HC Deb 10 February 1881 vol 258 cc491-2
MR. BAXTER

asked the Secretary of State for India, Whether, as promised last year, inquiry has been made as to funds supplied by the general taxation of India and spent in paying salaries of chaplains, not for officers in the service of the Queen only, but for planters and merchants and persons wholly unconnected with the Government; whether it is not true that more than half of the Church of England chaplains are at stations where there are no European troops, that of the forty-four chaplains in the cities of Calcutta, Madras, and Bombay, only nine minister to European troops, that at Berhampore the chaplain gets £1,000 per annum, while the number of officers and men who attend is eight; whether, notwithstanding the promise of the Indian Government to revise and reduce this expenditure, fresh chaplains have recently been appointed to stations where there are few or no officials; and, whether he will send out instructions to the Governor General to take vigorous measures for removing all just cause of complaint in this matter?
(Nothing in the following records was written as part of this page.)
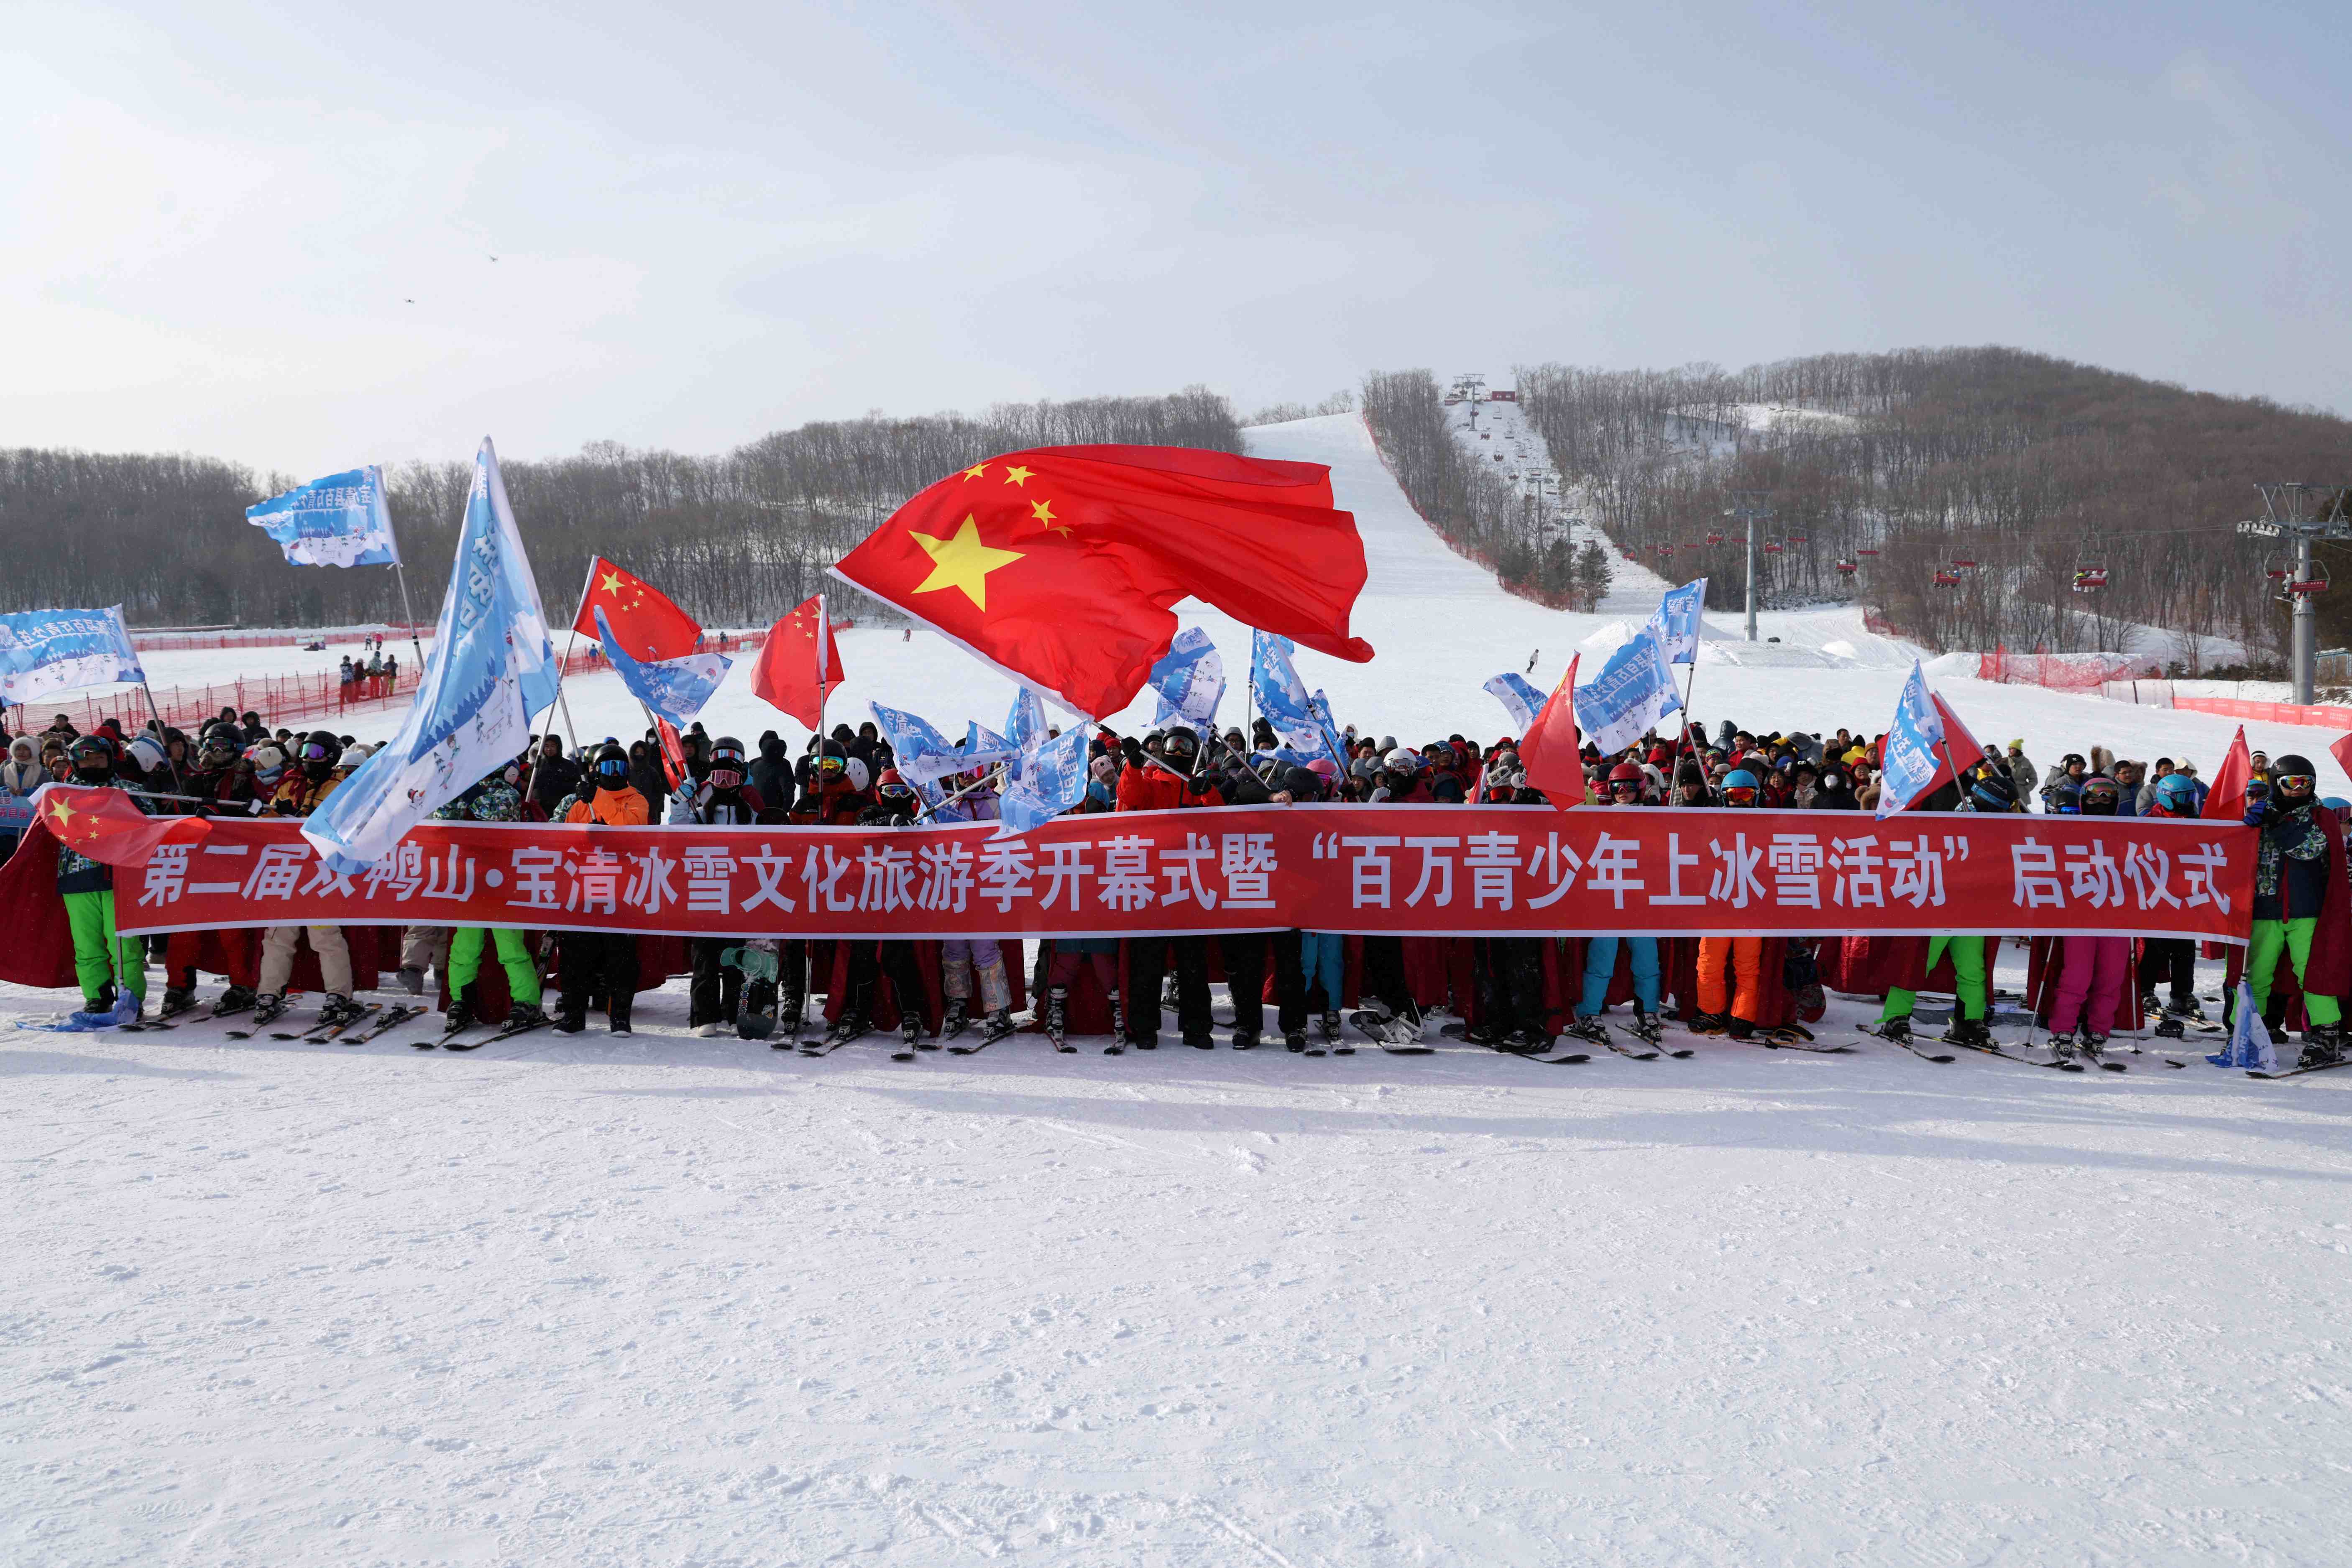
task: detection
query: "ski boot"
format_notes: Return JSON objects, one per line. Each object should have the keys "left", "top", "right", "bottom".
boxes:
{"left": 2299, "top": 1025, "right": 2344, "bottom": 1069}
{"left": 823, "top": 1011, "right": 868, "bottom": 1048}
{"left": 2078, "top": 1032, "right": 2111, "bottom": 1064}
{"left": 2171, "top": 998, "right": 2209, "bottom": 1026}
{"left": 1234, "top": 1029, "right": 1262, "bottom": 1051}
{"left": 1115, "top": 991, "right": 1145, "bottom": 1049}
{"left": 397, "top": 965, "right": 427, "bottom": 997}
{"left": 978, "top": 1007, "right": 1017, "bottom": 1046}
{"left": 942, "top": 996, "right": 970, "bottom": 1040}
{"left": 1045, "top": 987, "right": 1073, "bottom": 1052}
{"left": 901, "top": 1015, "right": 926, "bottom": 1053}
{"left": 1319, "top": 1010, "right": 1342, "bottom": 1046}
{"left": 2153, "top": 1016, "right": 2186, "bottom": 1041}
{"left": 506, "top": 1000, "right": 547, "bottom": 1030}
{"left": 1628, "top": 1010, "right": 1665, "bottom": 1047}
{"left": 1562, "top": 1015, "right": 1611, "bottom": 1049}
{"left": 1726, "top": 1016, "right": 1757, "bottom": 1041}
{"left": 1291, "top": 1028, "right": 1318, "bottom": 1056}
{"left": 212, "top": 983, "right": 258, "bottom": 1017}
{"left": 1463, "top": 1020, "right": 1510, "bottom": 1047}
{"left": 1508, "top": 1026, "right": 1554, "bottom": 1053}
{"left": 551, "top": 1005, "right": 587, "bottom": 1035}
{"left": 1875, "top": 1014, "right": 1913, "bottom": 1046}
{"left": 2045, "top": 1030, "right": 2079, "bottom": 1064}
{"left": 1184, "top": 1028, "right": 1215, "bottom": 1050}
{"left": 252, "top": 992, "right": 290, "bottom": 1028}
{"left": 1947, "top": 1017, "right": 1992, "bottom": 1050}
{"left": 772, "top": 988, "right": 804, "bottom": 1046}
{"left": 608, "top": 1005, "right": 632, "bottom": 1037}
{"left": 1689, "top": 1010, "right": 1729, "bottom": 1037}
{"left": 317, "top": 995, "right": 367, "bottom": 1032}
{"left": 159, "top": 985, "right": 198, "bottom": 1020}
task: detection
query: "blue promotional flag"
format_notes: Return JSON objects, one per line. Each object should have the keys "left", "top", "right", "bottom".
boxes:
{"left": 1250, "top": 629, "right": 1332, "bottom": 762}
{"left": 2208, "top": 981, "right": 2278, "bottom": 1072}
{"left": 1483, "top": 671, "right": 1545, "bottom": 733}
{"left": 868, "top": 701, "right": 961, "bottom": 785}
{"left": 1308, "top": 688, "right": 1348, "bottom": 767}
{"left": 1644, "top": 578, "right": 1708, "bottom": 665}
{"left": 1572, "top": 626, "right": 1682, "bottom": 756}
{"left": 996, "top": 721, "right": 1089, "bottom": 837}
{"left": 303, "top": 438, "right": 556, "bottom": 872}
{"left": 593, "top": 607, "right": 731, "bottom": 727}
{"left": 1148, "top": 627, "right": 1225, "bottom": 729}
{"left": 1005, "top": 686, "right": 1049, "bottom": 756}
{"left": 1874, "top": 662, "right": 1949, "bottom": 819}
{"left": 0, "top": 606, "right": 145, "bottom": 705}
{"left": 958, "top": 721, "right": 1018, "bottom": 773}
{"left": 245, "top": 466, "right": 400, "bottom": 568}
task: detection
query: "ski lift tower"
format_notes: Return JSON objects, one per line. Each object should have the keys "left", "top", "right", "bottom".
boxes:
{"left": 1456, "top": 373, "right": 1486, "bottom": 430}
{"left": 2237, "top": 482, "right": 2352, "bottom": 703}
{"left": 1725, "top": 490, "right": 1774, "bottom": 642}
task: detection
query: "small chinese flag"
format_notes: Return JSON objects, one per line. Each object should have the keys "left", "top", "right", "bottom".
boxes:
{"left": 749, "top": 593, "right": 843, "bottom": 730}
{"left": 573, "top": 556, "right": 701, "bottom": 662}
{"left": 2204, "top": 726, "right": 2253, "bottom": 820}
{"left": 39, "top": 785, "right": 210, "bottom": 867}
{"left": 830, "top": 445, "right": 1374, "bottom": 720}
{"left": 1515, "top": 655, "right": 1588, "bottom": 808}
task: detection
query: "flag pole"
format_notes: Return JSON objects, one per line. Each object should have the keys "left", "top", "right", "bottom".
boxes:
{"left": 136, "top": 679, "right": 187, "bottom": 794}
{"left": 392, "top": 563, "right": 427, "bottom": 677}
{"left": 1667, "top": 657, "right": 1700, "bottom": 807}
{"left": 524, "top": 557, "right": 598, "bottom": 809}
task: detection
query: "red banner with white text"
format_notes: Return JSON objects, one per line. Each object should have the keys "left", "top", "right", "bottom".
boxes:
{"left": 72, "top": 798, "right": 2255, "bottom": 943}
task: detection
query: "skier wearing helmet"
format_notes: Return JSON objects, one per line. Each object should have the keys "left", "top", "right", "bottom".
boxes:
{"left": 2142, "top": 772, "right": 2207, "bottom": 1035}
{"left": 554, "top": 742, "right": 651, "bottom": 1036}
{"left": 1691, "top": 768, "right": 1767, "bottom": 1038}
{"left": 251, "top": 731, "right": 364, "bottom": 1035}
{"left": 672, "top": 737, "right": 786, "bottom": 1038}
{"left": 2035, "top": 775, "right": 2136, "bottom": 1063}
{"left": 1563, "top": 762, "right": 1667, "bottom": 1049}
{"left": 52, "top": 734, "right": 153, "bottom": 1020}
{"left": 929, "top": 762, "right": 1019, "bottom": 1049}
{"left": 2241, "top": 754, "right": 2351, "bottom": 1068}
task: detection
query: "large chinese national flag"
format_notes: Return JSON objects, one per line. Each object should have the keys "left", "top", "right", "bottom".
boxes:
{"left": 1515, "top": 656, "right": 1588, "bottom": 807}
{"left": 830, "top": 445, "right": 1374, "bottom": 719}
{"left": 750, "top": 593, "right": 843, "bottom": 730}
{"left": 572, "top": 556, "right": 702, "bottom": 662}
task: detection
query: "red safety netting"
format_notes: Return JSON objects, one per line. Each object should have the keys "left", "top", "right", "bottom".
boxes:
{"left": 1977, "top": 645, "right": 2160, "bottom": 691}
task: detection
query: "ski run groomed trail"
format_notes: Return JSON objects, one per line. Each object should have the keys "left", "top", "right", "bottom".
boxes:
{"left": 8, "top": 413, "right": 2352, "bottom": 1564}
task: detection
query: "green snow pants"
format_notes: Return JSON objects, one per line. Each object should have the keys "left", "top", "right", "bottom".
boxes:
{"left": 2247, "top": 917, "right": 2341, "bottom": 1026}
{"left": 450, "top": 927, "right": 541, "bottom": 1007}
{"left": 1882, "top": 934, "right": 1986, "bottom": 1022}
{"left": 64, "top": 889, "right": 145, "bottom": 1007}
THE MARQUESS OF HARTINGTON

Sir, in reply to the Question of my right hon. Friend the Member for Montrose, I may say that a despatch was sent to the Government of India on the 17th of June last, asking for the information which I promised on the 31st of May last I would make an inquiry about. 1. The Government of India have called upon the Bishop of Calcutta to furnish this information, but no reply has at present been received. 2. The number of Church of England chaplains in India is 160, reduced by absentees on furlough to 139. Of the 160 chaplains, it would appear from the Parliamentary Return, dated February 5, 1880, that not more than 30 chaplains are at stations where there are no European troops, or one-fifth of the whole number. The same Return shows 30 chaplains—not 44— in the cities of Calcutta, Madras, and Bombay, and that at Berhampore, in the Madras Presidency, there is a retired chaplain, who receives, in addition to his pension, 1,200 rupees per annum, and a travelling allowance of 382 rupees per annum—not £1,000 per annum— from Government for ministering at that place and seven other stations. Chaplains are not provided for soldiers only; civil servants of the Crown, as well as military servants, are entitled to the services of chaplains. It appears from the Return already quoted that the military servants occupy four-fifths of the whole number of chaplains. The Government of India do not appear, so far as I can ascertain, to have paid sufficient attention to their promise to revise this expenditure, and I propose to call their attention again to this subject.